Apical ballooning syndrome (ABS), also known as Takotsubo cardiomyopathy, is a form of acute dilated cardiomyopathy associated with excessive catecholamine release. A 74-year-old female, chronic smoker with previously diagnosis of obstructive lung disease presented in the emergency department with severe shortness of breath and increase sputum production for the last 24hr. The patient was diagnosed with severe COPD exacerbation and received multiple doses of albuterol, methylprednisolone, ipratropium bromide/albuterol, and azithromycin. Despite this, the patient remained tachypneic and tachycardic with signs of impending respiratory failure.

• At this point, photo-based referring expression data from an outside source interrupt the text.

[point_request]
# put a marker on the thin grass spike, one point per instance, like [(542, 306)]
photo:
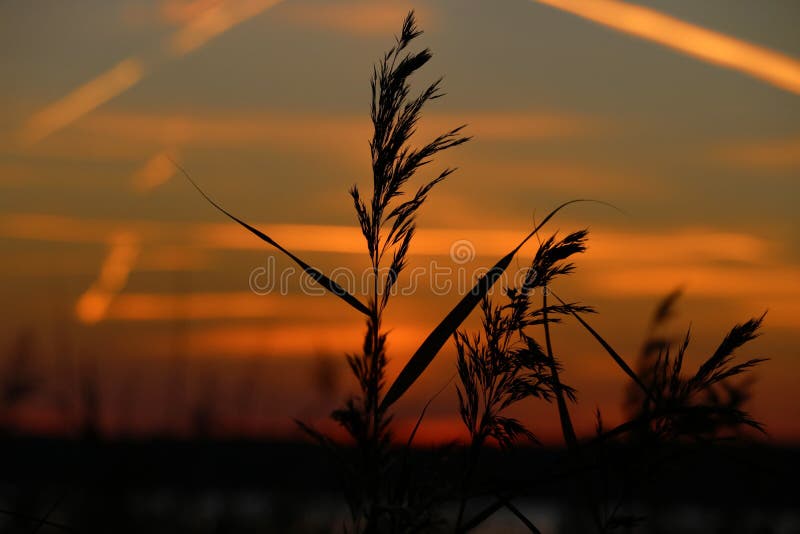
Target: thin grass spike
[(315, 274)]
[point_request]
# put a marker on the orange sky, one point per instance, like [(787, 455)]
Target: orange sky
[(683, 116)]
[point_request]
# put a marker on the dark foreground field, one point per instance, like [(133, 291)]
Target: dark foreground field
[(170, 486)]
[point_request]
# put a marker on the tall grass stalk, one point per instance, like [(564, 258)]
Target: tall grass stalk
[(503, 364)]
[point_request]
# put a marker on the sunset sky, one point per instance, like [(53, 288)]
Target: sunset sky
[(683, 114)]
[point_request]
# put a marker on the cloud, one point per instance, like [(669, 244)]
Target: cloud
[(373, 18), (127, 136), (606, 244), (93, 304), (196, 32), (83, 100), (156, 171), (700, 280), (776, 154), (214, 21), (767, 65)]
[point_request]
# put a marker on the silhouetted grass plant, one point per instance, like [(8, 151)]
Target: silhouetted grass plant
[(505, 363)]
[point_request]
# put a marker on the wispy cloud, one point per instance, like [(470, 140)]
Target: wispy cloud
[(775, 154), (122, 135), (93, 304), (680, 245), (363, 18), (83, 100), (211, 22), (194, 33), (759, 62), (156, 171)]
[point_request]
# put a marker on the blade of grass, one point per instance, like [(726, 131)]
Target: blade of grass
[(436, 340), (563, 411), (525, 521), (616, 357), (315, 274)]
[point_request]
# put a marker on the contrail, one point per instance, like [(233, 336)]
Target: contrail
[(767, 65), (93, 304), (127, 73)]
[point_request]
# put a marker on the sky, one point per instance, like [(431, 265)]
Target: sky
[(682, 114)]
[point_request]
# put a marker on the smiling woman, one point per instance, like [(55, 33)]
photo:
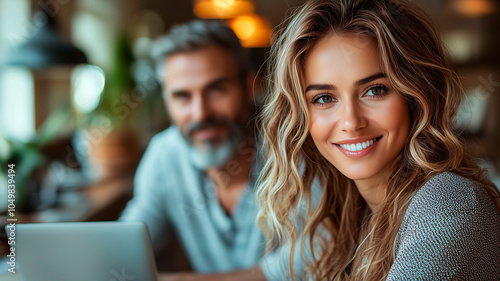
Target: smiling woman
[(363, 99)]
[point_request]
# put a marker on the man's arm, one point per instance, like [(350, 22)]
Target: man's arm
[(148, 205), (251, 274)]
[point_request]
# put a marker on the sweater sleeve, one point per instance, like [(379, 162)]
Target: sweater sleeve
[(147, 204), (451, 231)]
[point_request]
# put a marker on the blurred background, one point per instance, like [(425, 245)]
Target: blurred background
[(79, 100)]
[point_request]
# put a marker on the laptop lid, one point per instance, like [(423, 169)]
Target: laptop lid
[(82, 251)]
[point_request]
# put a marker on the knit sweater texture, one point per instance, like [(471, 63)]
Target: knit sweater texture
[(451, 231)]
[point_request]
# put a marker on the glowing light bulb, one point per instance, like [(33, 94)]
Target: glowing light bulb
[(224, 3), (244, 27)]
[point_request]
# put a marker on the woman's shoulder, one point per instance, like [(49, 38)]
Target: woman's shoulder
[(450, 230), (450, 192)]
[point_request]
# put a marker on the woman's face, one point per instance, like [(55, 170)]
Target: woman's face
[(358, 122)]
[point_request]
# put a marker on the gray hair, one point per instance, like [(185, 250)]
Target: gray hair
[(196, 35)]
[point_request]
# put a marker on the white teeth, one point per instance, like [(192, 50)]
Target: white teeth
[(357, 146)]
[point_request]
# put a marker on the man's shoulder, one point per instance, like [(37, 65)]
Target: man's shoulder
[(165, 147), (168, 137)]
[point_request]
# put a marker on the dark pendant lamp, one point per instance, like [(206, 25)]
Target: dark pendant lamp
[(45, 47)]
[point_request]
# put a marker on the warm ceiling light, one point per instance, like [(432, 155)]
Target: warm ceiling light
[(474, 8), (223, 3), (244, 27), (252, 30), (222, 9)]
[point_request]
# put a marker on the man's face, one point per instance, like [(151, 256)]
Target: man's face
[(206, 99)]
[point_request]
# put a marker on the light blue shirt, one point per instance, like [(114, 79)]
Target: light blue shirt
[(172, 196)]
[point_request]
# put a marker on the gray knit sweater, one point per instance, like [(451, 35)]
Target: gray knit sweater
[(451, 231)]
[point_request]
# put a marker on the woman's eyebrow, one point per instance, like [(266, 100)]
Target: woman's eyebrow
[(370, 78), (322, 87)]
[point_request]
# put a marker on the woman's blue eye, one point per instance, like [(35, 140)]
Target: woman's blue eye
[(376, 91), (324, 99)]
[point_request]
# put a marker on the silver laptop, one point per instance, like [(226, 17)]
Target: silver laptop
[(107, 251)]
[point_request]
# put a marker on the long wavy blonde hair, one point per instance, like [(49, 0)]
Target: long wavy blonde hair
[(346, 240)]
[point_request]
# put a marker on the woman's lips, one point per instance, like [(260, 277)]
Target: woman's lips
[(358, 147)]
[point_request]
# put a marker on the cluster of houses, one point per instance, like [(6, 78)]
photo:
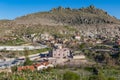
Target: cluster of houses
[(38, 66)]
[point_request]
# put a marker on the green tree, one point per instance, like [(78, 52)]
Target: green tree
[(71, 76), (28, 61)]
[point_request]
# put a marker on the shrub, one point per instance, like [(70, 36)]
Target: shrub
[(71, 76)]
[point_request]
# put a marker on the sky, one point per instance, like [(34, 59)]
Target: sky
[(10, 9)]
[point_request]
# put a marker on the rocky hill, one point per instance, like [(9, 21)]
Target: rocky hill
[(89, 21)]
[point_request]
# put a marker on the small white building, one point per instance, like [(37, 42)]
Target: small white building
[(61, 53), (79, 57)]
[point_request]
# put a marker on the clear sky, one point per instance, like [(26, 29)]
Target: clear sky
[(10, 9)]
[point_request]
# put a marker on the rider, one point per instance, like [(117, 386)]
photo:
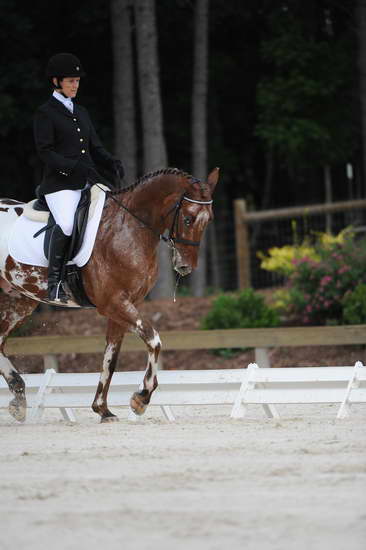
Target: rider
[(69, 147)]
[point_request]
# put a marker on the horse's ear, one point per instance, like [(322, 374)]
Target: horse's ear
[(213, 178)]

She was transferred to the ICU and intubated. After intubation, the patient received a continuous albuterol nebulizer, methylprednisolone, and ceftriaxone. A few hours later, the patient complained of chest pain, and EKG was done showing T wave inversion in lateral leads, troponin levels were 1.08 ng/mL (ULN 0.12ng/mL), and 2D Echo showed EF 50-55%, apical ballooning with dyskinesia, and inferior wall hypokinesis. Left heart catheterization showed non-obstructive coronary artery disease with 50% stenosis on the left anterior descending artery and distal ostial artery. Based on the previously recommended criteria, the diagnosis of the ABS was made. The patient had resolution of symptoms and echocardiogram findings after follow up. Although albuterol acts mainly on beta-2 receptors, cross-activation of beta-1 receptors can potentially lead to tachycardia. Previous case reports also support that excessive albuterol use in cases of asthma and COPD exacerbation may lead to ABS. This case may raise awareness that the extensive use of albuterol could have dramatic effects. Early switch to beta-2 agonist with higher specificity such as levalbuterol could be a reasonable approach in patients with severe COPD exacerbation.